I think it's easier for starters to remember that if there is an object following 说, or you are describing the content of what one is saying, you should use 说 alone, and if there is no objects following 说 and you are simplying describing the action of speaking, you should use 说话.
他说他吃过饭了。 He said he had eaten. (his words following 说)
他说英语。 He speaks Engish. (the language following 说)
他正在大声说话。He is speaking loudly. (no other nouns following 说话 to describe the content)
他说话的方式很不礼貌。The way he speaks is not polite. (Here “的方式” is not the content of his speaking, but the way he speaks)
他说的东西很不礼貌。 What he said was unpolite. （Here “的东西” is the content of his words）


----------



## SuperXW

piano0011 said:


> I am just wondering and I have read in one of the posts above that "shuo" is a verb but is "shuohua" a noun or verb?


I think it's better for a learner to see shuohua as a [verb+noun] expression meaning "speaking words", rather than a single verb.
In at least half cases, if you use shuohua as single verb like "speak/say" in English, it would be ungrammatical.
The only similar single word in English is "talk", because "speaking words" means "talk".


----------



## Jasis

piano0011 said:


> I am just wondering and I have read in one of the posts above that "shuo" is a verb but is "shuohua" a noun or verb?
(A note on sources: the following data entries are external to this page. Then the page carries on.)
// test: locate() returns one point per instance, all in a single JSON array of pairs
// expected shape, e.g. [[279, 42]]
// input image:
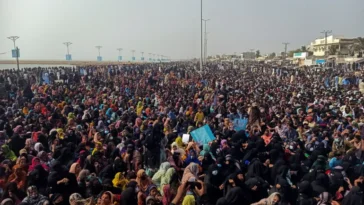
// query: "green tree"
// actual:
[[257, 54]]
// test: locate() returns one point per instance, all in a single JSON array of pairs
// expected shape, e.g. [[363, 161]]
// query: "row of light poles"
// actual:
[[99, 57], [16, 53]]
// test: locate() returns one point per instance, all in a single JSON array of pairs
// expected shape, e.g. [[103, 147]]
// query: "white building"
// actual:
[[339, 45]]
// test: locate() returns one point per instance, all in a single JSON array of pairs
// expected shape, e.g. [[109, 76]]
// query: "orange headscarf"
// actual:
[[143, 183]]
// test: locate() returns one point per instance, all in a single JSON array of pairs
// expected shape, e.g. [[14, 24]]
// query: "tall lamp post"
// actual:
[[205, 49], [16, 49], [68, 56], [133, 57], [326, 48], [99, 58], [201, 39], [285, 49], [120, 58]]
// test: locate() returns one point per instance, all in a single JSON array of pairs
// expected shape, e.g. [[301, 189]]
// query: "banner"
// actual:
[[203, 135], [68, 57]]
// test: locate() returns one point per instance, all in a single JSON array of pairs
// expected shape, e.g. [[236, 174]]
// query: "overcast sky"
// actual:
[[170, 27]]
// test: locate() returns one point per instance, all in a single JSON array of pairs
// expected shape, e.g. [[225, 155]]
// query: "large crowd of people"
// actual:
[[108, 135]]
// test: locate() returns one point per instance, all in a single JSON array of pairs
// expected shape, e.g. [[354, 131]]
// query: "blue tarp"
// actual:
[[202, 135]]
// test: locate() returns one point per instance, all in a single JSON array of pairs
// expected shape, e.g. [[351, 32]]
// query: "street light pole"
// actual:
[[132, 51], [326, 32], [14, 38], [201, 39], [119, 49], [285, 49], [98, 48], [205, 49]]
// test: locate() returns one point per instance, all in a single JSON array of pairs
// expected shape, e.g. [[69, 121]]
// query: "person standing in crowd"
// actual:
[[167, 134]]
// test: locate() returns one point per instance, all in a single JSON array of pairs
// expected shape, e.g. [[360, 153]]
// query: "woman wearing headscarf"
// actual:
[[283, 183], [75, 169], [35, 162], [233, 197], [38, 177], [106, 198], [176, 148], [205, 149], [120, 181], [130, 194], [207, 161], [33, 197], [11, 191], [190, 171], [192, 158], [157, 177], [305, 194], [143, 180], [325, 198], [354, 197], [320, 185], [8, 153], [19, 177], [61, 181], [257, 188], [273, 199], [139, 108]]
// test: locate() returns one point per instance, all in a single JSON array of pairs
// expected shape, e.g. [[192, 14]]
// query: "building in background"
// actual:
[[335, 46], [248, 55]]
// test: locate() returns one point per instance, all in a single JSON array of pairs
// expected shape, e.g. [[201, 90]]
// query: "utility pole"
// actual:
[[201, 39], [14, 38], [205, 49], [98, 48], [119, 57], [285, 49], [99, 58], [68, 50], [326, 32], [133, 51]]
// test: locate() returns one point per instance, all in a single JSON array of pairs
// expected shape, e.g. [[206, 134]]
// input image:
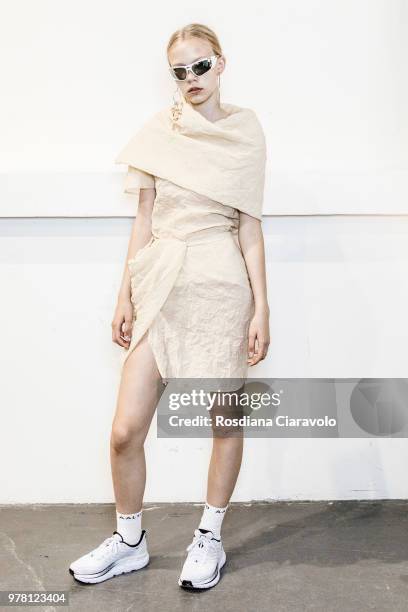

shuo is a verb and hua is a noun. shuohua can mean both  

'你听见他说话了吗？' 
 Do you hear he is talking? (verb)

'听他说话的意思, ……'
According to his words, ... (noun)


----------



## Skatinginbc

說話 (講話, 發言) = 說 (verb, 講 "say", 發 "utter") + 話 (noun, 言 "word, discourse', 語 "speech") ==> Because the verb phrase 說話 already has an object, it cannot come with another object (*他說話中文).  That is to say, 說話 ≠ 說 "speak", which can be followed by an object.

話說 (傳說據說, 故事這麼說, 有話說道) "The story goes that...; It is said that..." = 話 (noun, 故事) + 說 (verb, 道)


----------